Het Uwv heeft bij brief van 21 december 2015 te kennen gegeven van mening te zijn dat het bestreden besluit juist is. Daartoe is verwezen naar een rapport van een verzekeringsarts bezwaar en beroep van 16 december 2015 waarin onder meer is vermeld dat de stemming van appellante wisselt, dat niet bewezen is dat appellante op de datum in geding een depressie had en dat lezen en schrijven slechts beperkt kan worden als er een medische stoornis is. De deskundige heeft in reactie hierop in een aanvullend rapport van 11 februari 2016 te kennen gegeven bij het vaststellen van de beperkingen primair uitgegaan te zijn van het psychiatrisch toestandsbeeld op de datum in geding.
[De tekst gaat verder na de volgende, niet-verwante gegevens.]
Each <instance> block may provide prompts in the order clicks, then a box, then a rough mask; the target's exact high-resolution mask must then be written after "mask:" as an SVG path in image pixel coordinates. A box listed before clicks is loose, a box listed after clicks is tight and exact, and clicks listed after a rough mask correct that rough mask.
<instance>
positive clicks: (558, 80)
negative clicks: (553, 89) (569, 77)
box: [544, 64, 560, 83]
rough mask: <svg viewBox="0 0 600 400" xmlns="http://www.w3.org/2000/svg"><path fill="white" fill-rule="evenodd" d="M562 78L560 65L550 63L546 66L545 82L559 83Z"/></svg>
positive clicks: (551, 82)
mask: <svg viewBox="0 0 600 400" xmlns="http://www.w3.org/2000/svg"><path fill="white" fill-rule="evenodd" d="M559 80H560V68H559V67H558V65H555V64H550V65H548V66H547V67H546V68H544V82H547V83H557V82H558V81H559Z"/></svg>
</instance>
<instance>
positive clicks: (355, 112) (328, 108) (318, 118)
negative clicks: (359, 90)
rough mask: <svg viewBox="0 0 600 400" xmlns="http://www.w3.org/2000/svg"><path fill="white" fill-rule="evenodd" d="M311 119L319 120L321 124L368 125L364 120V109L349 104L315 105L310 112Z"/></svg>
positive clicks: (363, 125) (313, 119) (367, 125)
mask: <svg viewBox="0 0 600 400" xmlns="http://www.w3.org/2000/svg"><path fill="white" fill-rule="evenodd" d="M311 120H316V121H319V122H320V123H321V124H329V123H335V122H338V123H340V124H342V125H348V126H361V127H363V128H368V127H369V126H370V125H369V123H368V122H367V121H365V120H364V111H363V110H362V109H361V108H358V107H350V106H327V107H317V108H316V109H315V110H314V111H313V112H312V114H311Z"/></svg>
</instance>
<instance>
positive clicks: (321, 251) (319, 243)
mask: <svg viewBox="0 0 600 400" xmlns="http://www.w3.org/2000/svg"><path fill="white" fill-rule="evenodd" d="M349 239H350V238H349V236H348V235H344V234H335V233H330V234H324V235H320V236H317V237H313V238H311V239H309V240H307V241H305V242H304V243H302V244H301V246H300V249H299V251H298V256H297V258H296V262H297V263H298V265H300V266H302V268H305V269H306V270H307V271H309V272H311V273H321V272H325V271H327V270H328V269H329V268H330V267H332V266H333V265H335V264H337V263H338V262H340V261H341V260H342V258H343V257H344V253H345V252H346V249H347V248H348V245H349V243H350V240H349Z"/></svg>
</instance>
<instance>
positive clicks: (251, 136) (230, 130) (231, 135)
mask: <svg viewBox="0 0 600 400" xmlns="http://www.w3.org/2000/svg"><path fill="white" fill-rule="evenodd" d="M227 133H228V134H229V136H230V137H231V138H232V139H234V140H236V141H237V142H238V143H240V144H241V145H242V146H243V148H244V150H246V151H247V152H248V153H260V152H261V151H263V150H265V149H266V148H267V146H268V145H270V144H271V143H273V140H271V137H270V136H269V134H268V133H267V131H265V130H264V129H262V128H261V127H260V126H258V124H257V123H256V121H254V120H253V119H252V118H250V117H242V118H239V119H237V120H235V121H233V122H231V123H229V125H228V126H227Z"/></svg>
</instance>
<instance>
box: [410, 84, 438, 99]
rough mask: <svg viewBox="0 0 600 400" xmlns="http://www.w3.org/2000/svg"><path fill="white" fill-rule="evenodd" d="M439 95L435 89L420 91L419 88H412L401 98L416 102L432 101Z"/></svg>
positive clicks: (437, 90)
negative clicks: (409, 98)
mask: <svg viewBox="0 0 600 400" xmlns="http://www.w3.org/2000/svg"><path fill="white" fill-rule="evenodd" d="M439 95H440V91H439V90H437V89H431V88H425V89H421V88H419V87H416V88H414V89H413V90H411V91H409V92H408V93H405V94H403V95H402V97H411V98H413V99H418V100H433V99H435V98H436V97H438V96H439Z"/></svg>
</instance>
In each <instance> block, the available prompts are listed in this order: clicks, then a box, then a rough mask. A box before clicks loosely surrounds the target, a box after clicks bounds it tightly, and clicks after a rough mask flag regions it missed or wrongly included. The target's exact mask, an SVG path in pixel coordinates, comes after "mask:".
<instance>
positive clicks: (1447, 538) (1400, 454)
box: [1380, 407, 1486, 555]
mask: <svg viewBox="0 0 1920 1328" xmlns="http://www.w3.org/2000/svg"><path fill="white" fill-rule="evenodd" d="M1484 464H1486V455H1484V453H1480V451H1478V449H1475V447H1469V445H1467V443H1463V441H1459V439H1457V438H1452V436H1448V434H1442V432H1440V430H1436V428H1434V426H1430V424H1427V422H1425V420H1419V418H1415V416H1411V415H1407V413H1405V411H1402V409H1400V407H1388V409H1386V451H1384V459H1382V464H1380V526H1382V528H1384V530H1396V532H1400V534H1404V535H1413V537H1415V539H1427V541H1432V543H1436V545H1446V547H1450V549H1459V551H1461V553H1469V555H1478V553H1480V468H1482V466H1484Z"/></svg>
Daarbij is opgemerkt dat appellante feitelijk licht beperkt is in lezen en schrijven, wat waarschijnlijk deels samenhangt met haar zwakbegaafdheid.
4.5.
De bestuursrechter kan de conclusies van een onafhankelijke, door hem ingeschakelde deskundige volgen indien de door deze deskundige gebezigde motivering hem overtuigend voorkomt. Deze situatie doet zich hier voor. Het uitgebrachte deskundigenrapport geeft blijk van een zorgvuldig onderzoek en is inzichtelijk en consistent. De door de deskundige psychiater gebezigde motivering is voorts overtuigend. Ook anderszins zijn geen omstandigheden naar voren gekomen die aanleiding geven het rapport niet te volgen. De deskundige heeft in zijn rapport gemotiveerd uiteengezet dat appellante meer beperkt is dan door het Uwv is aangenomen.
4.6.
Uit hetgeen in 4.1 tot en met 4.5 is overwogen, vloeit voort dat de medische grondslag van het bestreden besluit niet deugdelijk is gemotiveerd omdat appellante meer beperkt moet worden geacht dan door het Uwv is aangenomen. Daarom wordt aanleiding gezien met toepassing van artikel 8:51d van de Algemene wet bestuursrecht het Uwv op te dragen dit gebrek in het bestreden besluit te herstellen. Het Uwv zal, met inachtneming van de door de deskundige genoemde beperkingen, een nieuwe FML moeten opmaken en zo nodig op basis daarvan arbeidskundig onderzoek laten plaatsvinden.
4.7.
Afhankelijk van de uitkomst hiervan zal door het Uwv bezien moeten worden of de bestreden besluiten in stand kunnen blijven.

BESLISSING

De Centrale Raad van Beroep draagt het Uwv op om binnen zes weken na verzending van deze tussenuitspraak het hiervoor aangegeven gebrek in het besluit van 15 januari 2013 te herstellen met inachtneming van hetgeen in deze uitspraak is overwogen.
Deze uitspraak is gedaan door I.M.J. Hilhorst-Hagen, in tegenwoordigheid van
M.D.F. de Moor als griffier. De beslissing is uitgesproken in het openbaar op 14 juli 2016.